2017-06-26 Thread J C Nash

For those going to UseR! in Brussels, maybe a short meeting over coffee
to make some notes about the issues. I know I've had troubles before with
rJava over the years, and I won't pretend to be much more than a recipe
follower. However, if it's possible to have a few notes on "where to
look" for diagnostics and fixes, or even explaining what is going wrong,
I'll be happy to write them up and post somewhere.

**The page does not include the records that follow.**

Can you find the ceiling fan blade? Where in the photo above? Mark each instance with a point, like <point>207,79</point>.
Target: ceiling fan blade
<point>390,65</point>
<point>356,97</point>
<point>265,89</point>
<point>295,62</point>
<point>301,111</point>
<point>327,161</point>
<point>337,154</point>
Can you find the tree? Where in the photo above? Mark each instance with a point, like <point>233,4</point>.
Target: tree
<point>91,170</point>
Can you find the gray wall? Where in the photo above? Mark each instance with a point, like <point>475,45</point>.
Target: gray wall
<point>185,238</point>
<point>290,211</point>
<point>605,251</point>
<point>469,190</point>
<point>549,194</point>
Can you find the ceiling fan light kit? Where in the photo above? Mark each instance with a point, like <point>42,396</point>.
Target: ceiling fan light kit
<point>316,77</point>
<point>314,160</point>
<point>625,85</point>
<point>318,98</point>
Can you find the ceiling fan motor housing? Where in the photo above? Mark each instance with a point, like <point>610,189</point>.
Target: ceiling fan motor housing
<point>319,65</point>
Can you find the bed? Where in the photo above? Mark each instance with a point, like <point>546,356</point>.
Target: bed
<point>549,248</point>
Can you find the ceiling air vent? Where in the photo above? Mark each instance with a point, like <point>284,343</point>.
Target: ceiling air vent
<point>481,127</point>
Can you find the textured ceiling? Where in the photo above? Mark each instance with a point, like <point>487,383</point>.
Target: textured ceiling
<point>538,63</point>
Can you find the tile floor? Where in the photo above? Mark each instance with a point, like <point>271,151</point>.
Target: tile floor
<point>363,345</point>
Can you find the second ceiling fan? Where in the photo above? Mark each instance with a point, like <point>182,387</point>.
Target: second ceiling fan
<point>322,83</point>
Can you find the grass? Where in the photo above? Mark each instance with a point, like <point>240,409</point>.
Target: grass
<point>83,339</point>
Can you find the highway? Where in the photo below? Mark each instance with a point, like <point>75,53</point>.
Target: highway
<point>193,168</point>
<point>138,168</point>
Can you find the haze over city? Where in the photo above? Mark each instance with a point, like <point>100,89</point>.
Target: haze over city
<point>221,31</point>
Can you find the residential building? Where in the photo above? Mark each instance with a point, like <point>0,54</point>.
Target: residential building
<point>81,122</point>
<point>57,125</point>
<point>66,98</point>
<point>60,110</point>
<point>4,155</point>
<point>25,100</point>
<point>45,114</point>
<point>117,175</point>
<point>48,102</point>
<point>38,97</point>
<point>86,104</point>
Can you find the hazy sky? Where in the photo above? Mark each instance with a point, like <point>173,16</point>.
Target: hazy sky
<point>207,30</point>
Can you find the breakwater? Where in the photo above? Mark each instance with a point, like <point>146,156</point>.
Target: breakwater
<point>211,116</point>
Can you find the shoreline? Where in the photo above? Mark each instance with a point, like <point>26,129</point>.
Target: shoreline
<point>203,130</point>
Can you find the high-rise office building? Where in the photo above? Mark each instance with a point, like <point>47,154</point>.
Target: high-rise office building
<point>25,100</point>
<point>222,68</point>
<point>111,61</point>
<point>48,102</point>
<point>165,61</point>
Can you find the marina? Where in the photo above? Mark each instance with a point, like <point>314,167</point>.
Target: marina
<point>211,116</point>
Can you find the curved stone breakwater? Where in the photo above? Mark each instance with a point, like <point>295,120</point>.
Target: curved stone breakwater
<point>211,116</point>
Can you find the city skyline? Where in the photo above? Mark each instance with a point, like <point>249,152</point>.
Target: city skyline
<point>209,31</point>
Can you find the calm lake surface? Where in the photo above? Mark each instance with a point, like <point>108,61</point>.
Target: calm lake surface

I've been doing such
short how-to items on our oclug.on.ca wiki for other software, and feedback
has been positive.

Best, JN

On 2017-06-26 08:40 AM, Lorenzo Isella wrote:

Hi Dirk,
It was unclear to me to which extent it is a
kernel/security patch vs (r)Java issue.

In any case, this is really problematic for me as it prevents me de
facto from running some key R packages for my daily work.
I'll post again if I see some solution (other than downgrading the
kernel) somewhere.
Meanwhile, any suggestions for a fix is welcome.
Cheers

Lorenzo


On Mon, Jun 26, 2017 at 06:19:11AM -0500, Dirk Eddelbuettel wrote:


On 26 June 2017 at 10:43, Lorenzo Isella wrote:
| Dear All,
| I think there is something wrong with rJava on any Debian based
| distribution.

It is a Java issue related to a security fix many (most? all?) distros
applied.

| I may be wrong, but I experiencing exactly the problems mentioned at
|
| https://github.com/amattioc/SDMX/issues/130
|
| and at
|
| https://github.com/s-u/rJava/issues/110
|
| A couple of packages (RJSDMX and xlsx) are now impossible to install
| on my debian stretch platform running R 3.4.
|
| It seems I am not the only one experiencing this and it may be due to
| some security patches just released.
| However, if I run on my machine
|
| > library(rJava)
| > .jinit()
|
| I get a segmentation fault, though I was able to install rJava, it
| does not seem to work properly.
| Does anyone have a fix for that?

Reading the links you providing it also becomes clear that this is not an
issue with rJava, or Debian -- it is Java, interacting with the kernel.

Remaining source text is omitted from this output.